Active buffer for 3.3V buses — no scavenger hunt needed
The 32mA source / 64mA sink capability per output gives it the muscle to handle moderate fan-out on a shared data or address bus — think driving a handful of CMOS inputs plus a few termination resistors without the signal edges rounding off.
The scorch-mark test: what actually fails on these
In the 74LVTH family, the usual failure signature on a dead board is a shorted output pin to ground or supply — the 3-state driver latches up if an input exceeds the rail by more than a diode drop. If you're troubleshooting a board where the buffer ran hot and the scorch mark tells you which package corner cooked, the 20-SOIC wide-body footprint is standard enough that you can pull a replacement from stock without re-spinning the layout.
Package and mounting
The 2.7V to 3.6V supply range means this part works with a 3.3V rail that droops under load, or with a 3.0V battery-backed supply in a redundant system. At 3.3V nominal, the 32mA high-level output current and 64mA low-level output current give you roughly 10 standard LSTTL loads per output — enough for a memory address bus or a bank of control signals. The 3-state outputs let you wire-OR multiple buffers onto the same bus without contention, as long as only one enable is active at a time.

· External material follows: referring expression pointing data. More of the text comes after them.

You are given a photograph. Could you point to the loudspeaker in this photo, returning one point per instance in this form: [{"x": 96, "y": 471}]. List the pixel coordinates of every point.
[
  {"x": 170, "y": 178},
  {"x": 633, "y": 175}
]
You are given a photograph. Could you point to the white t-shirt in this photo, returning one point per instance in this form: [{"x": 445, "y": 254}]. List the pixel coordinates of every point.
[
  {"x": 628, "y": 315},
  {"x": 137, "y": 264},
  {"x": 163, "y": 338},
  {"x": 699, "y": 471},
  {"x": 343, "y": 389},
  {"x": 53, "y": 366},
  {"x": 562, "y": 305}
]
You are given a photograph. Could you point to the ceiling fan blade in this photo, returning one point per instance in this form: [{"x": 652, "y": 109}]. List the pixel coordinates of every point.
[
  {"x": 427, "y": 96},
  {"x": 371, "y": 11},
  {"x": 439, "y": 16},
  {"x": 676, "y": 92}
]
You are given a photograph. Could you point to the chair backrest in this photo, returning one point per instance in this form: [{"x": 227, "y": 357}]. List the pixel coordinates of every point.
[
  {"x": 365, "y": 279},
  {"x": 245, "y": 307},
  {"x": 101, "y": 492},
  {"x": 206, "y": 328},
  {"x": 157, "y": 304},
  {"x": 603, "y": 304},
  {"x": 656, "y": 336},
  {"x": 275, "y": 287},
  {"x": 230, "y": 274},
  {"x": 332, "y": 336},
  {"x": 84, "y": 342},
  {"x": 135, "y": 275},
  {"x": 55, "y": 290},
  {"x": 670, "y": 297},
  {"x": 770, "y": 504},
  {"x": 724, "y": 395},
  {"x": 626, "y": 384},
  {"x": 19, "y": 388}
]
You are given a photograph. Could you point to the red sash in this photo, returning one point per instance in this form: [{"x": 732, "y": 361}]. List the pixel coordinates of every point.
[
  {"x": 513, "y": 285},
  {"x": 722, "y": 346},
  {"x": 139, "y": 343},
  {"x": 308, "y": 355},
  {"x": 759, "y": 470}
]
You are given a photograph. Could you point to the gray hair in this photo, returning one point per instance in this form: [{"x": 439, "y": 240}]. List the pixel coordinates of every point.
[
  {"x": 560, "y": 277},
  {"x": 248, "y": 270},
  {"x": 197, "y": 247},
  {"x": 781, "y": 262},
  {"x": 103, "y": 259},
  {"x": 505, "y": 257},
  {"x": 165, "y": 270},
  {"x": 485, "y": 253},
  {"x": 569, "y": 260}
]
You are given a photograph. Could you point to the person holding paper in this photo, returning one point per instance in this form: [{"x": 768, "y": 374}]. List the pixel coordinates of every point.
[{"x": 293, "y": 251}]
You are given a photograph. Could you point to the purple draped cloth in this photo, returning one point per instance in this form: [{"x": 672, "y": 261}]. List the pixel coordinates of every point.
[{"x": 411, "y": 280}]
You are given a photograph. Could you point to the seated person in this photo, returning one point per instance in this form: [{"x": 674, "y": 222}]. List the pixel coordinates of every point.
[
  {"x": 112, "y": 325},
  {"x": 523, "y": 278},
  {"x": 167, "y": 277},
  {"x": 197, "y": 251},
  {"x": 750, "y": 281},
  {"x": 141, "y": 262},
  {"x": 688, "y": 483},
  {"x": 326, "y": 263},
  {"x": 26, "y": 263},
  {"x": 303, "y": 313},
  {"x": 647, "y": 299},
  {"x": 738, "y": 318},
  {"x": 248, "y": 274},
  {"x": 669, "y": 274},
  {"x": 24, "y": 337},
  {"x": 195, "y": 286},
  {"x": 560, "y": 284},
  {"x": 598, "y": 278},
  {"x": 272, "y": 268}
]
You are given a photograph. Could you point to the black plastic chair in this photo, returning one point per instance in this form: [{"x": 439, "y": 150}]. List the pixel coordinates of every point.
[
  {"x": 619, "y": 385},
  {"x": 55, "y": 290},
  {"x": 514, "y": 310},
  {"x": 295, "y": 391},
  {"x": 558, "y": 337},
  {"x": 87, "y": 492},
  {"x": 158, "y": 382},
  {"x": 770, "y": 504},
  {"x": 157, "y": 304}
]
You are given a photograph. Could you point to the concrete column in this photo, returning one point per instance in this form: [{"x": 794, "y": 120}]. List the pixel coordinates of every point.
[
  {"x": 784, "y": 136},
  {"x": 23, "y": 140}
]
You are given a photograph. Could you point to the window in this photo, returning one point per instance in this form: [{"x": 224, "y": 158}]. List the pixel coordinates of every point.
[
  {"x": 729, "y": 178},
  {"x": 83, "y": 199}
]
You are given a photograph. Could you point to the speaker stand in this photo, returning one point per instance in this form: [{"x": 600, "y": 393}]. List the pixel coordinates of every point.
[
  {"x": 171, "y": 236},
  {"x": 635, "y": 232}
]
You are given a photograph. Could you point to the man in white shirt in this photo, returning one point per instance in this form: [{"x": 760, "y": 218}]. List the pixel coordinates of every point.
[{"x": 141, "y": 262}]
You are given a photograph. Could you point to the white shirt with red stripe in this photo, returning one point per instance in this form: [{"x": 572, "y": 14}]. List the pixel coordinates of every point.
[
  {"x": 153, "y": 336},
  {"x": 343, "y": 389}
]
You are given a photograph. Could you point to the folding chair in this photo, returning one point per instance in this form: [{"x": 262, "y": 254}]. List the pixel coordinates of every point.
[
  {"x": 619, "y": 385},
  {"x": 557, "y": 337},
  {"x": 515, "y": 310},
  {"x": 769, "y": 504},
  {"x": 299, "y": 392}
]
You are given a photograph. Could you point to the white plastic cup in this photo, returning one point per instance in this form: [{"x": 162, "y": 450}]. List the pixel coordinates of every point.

If you're running the part near its maximum drive, watch the total package dissipation: at 64mA per output on four channels sinking, you're looking at about 200mW in the die — fine for the SOIC-20 with reasonable airflow, but check the thermal budget if the ambient hits 85°C.
Package and footprint — the 20-SOIC wide-body reality
The SN74LVTH241DW comes in a 20-pin SOIC wide-body package (0.295-inch body width, 7.50mm). This is the same footprint as the standard SOIC-20W used across the 74LVTH and 74LVC families, so if your board already has a footprint for a 74LVTH16245 or 74LVC244A in the wide SOIC, this part drops in without a layout change. Surface-mount only, no through-hole option in this package.
Lifecycle — still an active line, no LTB pressure
That said, always check the latest TI PCN database before a production release — the active status is current, but no semiconductor line is guaranteed forever.